Neither Party may assign this Agreement, either in whole or part, without the express written consent of the other Party. Any assignment without such consent shall be null and void. Notwithstanding the foregoing, this Agreement shall be binding upon and inure to the benefit of the successors, assigns and legal representatives of the Parties. There are no third-party beneficiaries to this Agreement.
If any provision or portion of this Agreement shall be rendered by applicable law or held by a court of competent jurisdiction to be illegal, invalid, or unenforceable, the remaining provisions or portions shall remain in full force and effect.
The headings/captions appearing in this Agreement have been inserted for the purposes of convenience and ready reference, and do not purport to and shall not be deemed to define, limit or extend the scope or intent of the provisions to which they appertain. This Agreement is the result of negotiations between the Parties and their counsel.
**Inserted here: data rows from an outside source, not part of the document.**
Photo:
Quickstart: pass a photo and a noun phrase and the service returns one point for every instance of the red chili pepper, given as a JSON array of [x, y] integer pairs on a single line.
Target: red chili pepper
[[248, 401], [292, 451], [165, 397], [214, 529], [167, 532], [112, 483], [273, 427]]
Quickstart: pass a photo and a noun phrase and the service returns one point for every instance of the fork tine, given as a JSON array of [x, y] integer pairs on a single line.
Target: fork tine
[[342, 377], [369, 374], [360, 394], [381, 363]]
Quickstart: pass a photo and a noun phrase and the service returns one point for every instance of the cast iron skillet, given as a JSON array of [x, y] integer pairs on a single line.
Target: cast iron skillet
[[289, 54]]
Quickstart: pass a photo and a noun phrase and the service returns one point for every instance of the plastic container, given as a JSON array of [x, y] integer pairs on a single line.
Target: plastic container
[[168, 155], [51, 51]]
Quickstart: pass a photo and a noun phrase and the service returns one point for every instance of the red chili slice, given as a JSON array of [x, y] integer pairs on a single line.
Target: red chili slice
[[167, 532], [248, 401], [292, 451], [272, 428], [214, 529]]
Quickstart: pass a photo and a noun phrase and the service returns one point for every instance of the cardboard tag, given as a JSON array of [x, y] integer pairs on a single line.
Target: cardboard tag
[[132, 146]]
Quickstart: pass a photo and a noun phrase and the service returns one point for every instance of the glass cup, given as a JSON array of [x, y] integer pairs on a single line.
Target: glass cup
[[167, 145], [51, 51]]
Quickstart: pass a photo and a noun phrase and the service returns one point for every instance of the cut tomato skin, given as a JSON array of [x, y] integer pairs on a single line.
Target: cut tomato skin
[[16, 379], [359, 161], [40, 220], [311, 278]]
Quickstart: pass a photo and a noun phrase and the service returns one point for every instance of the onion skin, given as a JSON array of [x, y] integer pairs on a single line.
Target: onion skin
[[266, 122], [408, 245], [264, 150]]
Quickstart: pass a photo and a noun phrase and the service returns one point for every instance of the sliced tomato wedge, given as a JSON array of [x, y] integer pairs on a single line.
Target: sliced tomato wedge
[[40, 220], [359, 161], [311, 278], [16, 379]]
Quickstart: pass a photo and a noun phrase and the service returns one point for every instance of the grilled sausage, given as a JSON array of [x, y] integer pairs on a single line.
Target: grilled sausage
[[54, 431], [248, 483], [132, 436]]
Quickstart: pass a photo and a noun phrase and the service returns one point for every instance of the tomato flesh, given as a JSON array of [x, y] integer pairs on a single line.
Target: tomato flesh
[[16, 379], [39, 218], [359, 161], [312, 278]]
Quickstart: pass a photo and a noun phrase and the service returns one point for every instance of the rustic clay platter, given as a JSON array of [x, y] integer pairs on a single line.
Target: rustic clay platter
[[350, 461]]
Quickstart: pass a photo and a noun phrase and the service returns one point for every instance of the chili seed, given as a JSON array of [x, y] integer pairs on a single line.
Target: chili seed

Accordingly, this Agreement shall not be construed more strongly against either Party regardless of which Party is more responsible for its preparation, and any ambiguity that might exist herein shall not be construed against the drafting Party.
Each term and provision of this Agreement that should by its sense and context survive any termination or expiration of this Agreement, shall so survive regardless of the cause and even if resulting from the material breach of either Party to this Agreement.
The rights and remedies of the Parties herein provided shall be cumulative and not exclusive of any rights or remedies provided by law or equity.
This Agreement may be executed in one or more counterparts, each of which will be deemed to be an original, but all of which together will constitute one and the same instrument, without necessity of production of the others. An executed signature page delivered via electronic signature shall be deemed as effective as an original executed signature page.
It is agreed and warranted by the Parties that the individuals signing this Agreement on behalf of the respective Parties are authorized to execute such an agreement. No further proof of authorization shall be required.
All notices or other communications required under this Agreement shall be in writing and shall be deemed effective when received and made in writing by either (a) email, (b) hand delivery, (c) registered mail, (d) certified mail, return receipt requested, or (e) overnight mail, addressed to the Party to be notified at the following address or to such other address as such Party shall specify by like notice hereunder:
| Customer: Via the email address submitted during electronic execution of this Agreement. | Ventus: Ventus Design Studio Attn: Nicole Sauk 1314 E. Las Olas Blvd, #1610 Fort Lauderdale, FL 33301 |
No waiver of any term or right in this Agreement shall be effective unless in writing, signed by an authorized representative of the waiving Party. The failure of either Party to enforce any provision of this Agreement shall not be construed as a waiver or modification of such provision, or impairment of its right to enforce such provision or any other provision of this Agreement thereafter.
This Agreement, and any exhibits attached hereto, is the entire agreement between the Parties with respect to the subject matter hereof and supersedes any prior agreement or communications between the Parties, whether written, oral, electronic or otherwise. No change, modification, amendment, or addition of or to this Agreement or any part thereof shall be valid unless in writing and signed by authorized representatives of the Parties. Each Party hereto has received independent legal advice regarding this Agreement and their respective rights and obligations set forth herein. The Parties acknowledge and agree that they are not relying upon any representations or statements made by the other Party or the other Party’s employees, agents, representatives or attorneys regarding this Agreement, except to the extent such representations are expressly set forth in this Agreement.